Sorry for the length, but I didn't have time to write a short blog.

Thursday, June 20, 2013

I Miss The REAL Toy

I recently bought Cracker Jack.  It was their new butter toffee flavor. I bought a bag.  I noted that the larger  package of the original flavor carried banner announcing that it now had more peanuts. The butter toffee has no peanuts and by the way, is not a flavor I will buy again. But I digress.

The toy surprise was a piece of paper with a way to earn points for baseball items and a code for the new Cracker Jack app.  That's right, the toy surprise was an app code.  Now Cracker Jack has not actually given a toy for a very long time.  It has for the past many years been basically a really bad paper and pencil doodle or puzzle or fun fact.  There was  a time it was a really bad water application tattoo, but a piece of paper with an app?  This is a toy surprise?

Once we actually got a cheap, real toy.  When I was growing up Cracker Jack came with a real toy in it.  Not only that "the more peanuts" in the new over-sized package is actually adding back the peanuts that the box once had.  The number of peanuts was reduced in a bid to keep the cost down.  I would point out that for the box, toy, caramel corn complete with peanuts we once paid, I think, 10 cents. Getting rid of the toy and lowering the number of peanuts and probably the size of the box didn't keep the price down.  The toys when I was growing up were plastic.  Before that they were also often made of metal, which was probably not all that safe. But now...this is a toy surprise?

At one point at least the paper surprise, although not a toy, was at least creative.

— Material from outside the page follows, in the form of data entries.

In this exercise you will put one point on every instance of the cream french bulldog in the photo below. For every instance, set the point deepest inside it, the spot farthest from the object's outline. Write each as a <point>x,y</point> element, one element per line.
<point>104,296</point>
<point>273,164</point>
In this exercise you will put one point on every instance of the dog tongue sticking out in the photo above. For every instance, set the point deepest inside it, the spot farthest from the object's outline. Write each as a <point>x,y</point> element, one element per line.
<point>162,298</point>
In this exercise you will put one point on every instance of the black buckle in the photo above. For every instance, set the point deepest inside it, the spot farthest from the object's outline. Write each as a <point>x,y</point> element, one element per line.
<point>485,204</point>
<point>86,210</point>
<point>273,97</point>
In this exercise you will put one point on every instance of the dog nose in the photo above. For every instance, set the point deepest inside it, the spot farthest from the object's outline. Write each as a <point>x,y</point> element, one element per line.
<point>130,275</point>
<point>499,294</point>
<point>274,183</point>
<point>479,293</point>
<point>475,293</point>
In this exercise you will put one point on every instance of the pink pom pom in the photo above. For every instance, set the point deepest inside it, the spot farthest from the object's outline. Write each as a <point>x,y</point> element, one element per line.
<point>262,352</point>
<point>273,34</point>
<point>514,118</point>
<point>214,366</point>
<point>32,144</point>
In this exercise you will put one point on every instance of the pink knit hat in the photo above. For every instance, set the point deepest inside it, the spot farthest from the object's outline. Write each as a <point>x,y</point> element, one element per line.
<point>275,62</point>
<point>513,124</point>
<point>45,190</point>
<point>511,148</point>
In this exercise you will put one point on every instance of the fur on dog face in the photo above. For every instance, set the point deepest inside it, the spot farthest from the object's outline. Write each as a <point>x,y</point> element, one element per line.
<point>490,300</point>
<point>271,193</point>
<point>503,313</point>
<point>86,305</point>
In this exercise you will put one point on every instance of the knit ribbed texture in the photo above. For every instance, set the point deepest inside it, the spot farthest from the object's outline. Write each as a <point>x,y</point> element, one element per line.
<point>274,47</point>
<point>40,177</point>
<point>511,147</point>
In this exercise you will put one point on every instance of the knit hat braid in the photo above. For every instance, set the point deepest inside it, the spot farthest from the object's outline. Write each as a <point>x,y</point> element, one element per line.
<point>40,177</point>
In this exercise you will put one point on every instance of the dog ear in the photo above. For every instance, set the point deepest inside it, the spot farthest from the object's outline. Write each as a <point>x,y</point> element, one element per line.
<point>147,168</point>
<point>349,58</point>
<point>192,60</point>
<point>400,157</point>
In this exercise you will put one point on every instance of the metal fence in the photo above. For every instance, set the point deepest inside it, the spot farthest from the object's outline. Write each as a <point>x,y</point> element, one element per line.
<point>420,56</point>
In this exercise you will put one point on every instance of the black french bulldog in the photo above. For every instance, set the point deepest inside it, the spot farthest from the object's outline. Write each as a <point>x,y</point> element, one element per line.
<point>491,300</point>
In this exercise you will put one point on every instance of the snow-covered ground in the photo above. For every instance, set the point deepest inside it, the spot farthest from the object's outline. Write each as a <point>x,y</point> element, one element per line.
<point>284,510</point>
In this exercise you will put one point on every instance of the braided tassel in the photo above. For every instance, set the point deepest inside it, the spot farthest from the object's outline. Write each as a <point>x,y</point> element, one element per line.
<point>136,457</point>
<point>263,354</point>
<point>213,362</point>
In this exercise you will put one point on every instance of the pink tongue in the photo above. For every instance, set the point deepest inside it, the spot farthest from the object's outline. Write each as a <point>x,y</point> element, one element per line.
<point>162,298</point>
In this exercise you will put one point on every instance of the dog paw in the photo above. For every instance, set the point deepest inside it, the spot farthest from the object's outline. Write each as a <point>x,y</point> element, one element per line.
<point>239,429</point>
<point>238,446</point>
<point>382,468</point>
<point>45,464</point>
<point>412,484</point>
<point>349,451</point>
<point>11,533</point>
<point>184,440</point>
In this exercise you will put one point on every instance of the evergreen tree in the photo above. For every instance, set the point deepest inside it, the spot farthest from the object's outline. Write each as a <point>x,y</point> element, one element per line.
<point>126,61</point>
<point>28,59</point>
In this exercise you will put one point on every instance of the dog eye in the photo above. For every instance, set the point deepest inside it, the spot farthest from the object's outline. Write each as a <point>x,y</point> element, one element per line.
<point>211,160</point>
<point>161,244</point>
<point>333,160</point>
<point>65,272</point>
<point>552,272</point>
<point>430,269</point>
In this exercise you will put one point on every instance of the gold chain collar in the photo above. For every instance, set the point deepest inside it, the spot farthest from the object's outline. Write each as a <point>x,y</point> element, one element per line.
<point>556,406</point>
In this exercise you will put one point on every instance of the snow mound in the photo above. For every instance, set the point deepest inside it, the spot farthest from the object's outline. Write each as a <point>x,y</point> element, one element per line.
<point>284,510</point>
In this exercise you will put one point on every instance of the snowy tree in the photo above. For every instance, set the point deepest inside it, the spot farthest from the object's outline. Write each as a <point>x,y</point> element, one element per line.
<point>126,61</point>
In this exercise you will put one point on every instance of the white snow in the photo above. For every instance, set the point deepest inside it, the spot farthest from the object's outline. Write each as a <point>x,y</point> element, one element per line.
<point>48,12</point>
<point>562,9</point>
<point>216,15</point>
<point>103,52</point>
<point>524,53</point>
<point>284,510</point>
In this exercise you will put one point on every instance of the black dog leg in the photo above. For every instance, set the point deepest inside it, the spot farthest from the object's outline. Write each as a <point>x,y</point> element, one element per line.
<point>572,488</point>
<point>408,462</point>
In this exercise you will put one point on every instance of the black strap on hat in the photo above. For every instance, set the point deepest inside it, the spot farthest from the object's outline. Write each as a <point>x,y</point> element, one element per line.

Now I know the company, Frito-Lay, will most likely argue that the small toys are not safe for little kids, and that was one of the reasons the real toy is gone.  That's not it.  It is the bottom line.  It seems to me, though, that companies have forgotten something along the way that the little extra gives us a reason to buy their product.  An app is not a toy.  A piece of paper is not a toy.  A toy is a toy.  Here's a thought.  Rather than trying to increase sales by offering  badly flavored "new" flavors of Cracker Jack'D or adding back the peanuts we once had or a piece of paper, try going retro. Give us back one of the reasons we once bought Cracker Jack. I can, after all, buy all kinds and cheaper forms of caramel corn. Give us the toy that made Cracker Jack fun.